LLETZ also requires special training to perform and is much more involving than either thermal ablation or cryotherapy, Pinder noted.

"We do have challenges with our HIV-positive population in that we are having difficulty regardless of the type of treatment we offer clearing these infections," Pinder told Medscape Medical News.

"So we still need to figure out how to best manage our women who are HIV positive," she acknowledged.

"But so far, thermal ablation seems to be safe and acceptable when compared to cryotherapy," Pinder concluded.

Asked by Medscape Medical News to comment on the portable technology, session co-chair Teresa Diaz-Montes, MD, PhD, Mercy Medical Center, Baltimore, Maryland, noted that there are many barriers to testing women for precancerous lesions in resource-poor countries such as Zambia.

Lack of a reliable source of electricity is only one of the many barriers women face in accessing simple preventive healthcare, she suggested.

"We might take electricity for granted, but in Zambia, they cannot," Diaz-Montes said.

Moreover, in Latin America where Diaz-Montes works, it can take many hours for women to travel to centralized health services where they can be tested and treated for precancerous lesions.

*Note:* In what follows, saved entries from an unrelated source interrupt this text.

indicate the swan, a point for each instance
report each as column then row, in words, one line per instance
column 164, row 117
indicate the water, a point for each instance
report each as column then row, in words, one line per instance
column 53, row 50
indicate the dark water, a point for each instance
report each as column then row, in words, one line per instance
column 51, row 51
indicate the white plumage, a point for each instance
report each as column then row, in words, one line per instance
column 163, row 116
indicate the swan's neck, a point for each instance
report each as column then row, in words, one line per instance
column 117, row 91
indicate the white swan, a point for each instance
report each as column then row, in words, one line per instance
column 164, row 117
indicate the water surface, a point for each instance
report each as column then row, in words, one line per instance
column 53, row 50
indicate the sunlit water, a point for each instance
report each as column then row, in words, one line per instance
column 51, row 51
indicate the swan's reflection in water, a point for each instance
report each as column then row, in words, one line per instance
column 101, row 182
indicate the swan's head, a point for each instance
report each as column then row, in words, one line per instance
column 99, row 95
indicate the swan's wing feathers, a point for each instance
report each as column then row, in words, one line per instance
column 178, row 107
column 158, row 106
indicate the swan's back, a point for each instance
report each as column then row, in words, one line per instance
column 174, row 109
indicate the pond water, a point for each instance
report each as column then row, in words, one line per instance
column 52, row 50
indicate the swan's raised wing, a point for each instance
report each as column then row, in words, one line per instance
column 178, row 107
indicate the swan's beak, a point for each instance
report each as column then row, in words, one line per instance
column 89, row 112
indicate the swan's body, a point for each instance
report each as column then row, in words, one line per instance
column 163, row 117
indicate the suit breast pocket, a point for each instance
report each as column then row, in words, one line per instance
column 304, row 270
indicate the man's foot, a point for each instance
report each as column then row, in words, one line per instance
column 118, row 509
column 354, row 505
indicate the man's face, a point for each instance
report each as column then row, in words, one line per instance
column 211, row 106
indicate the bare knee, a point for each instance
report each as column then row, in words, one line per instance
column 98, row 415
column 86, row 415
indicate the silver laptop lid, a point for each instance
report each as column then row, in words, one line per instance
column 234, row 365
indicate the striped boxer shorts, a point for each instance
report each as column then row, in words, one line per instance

"These women don't have a car, so we need to find ways that we can easily take the technology with us to test them where they are, and train others to do it as well," Diaz-Montes observed.

"So I think this is a great idea because it will solve a lot of problems that serve as a barrier to women getting screened and treated," she said.

The investigators and Diaz-Montes have disclosed no relevant financial relationships.

Society of Gynecologic Cancers (SGO) Annual Meeting 2019: Abstract 83. Presented March 15, 2019.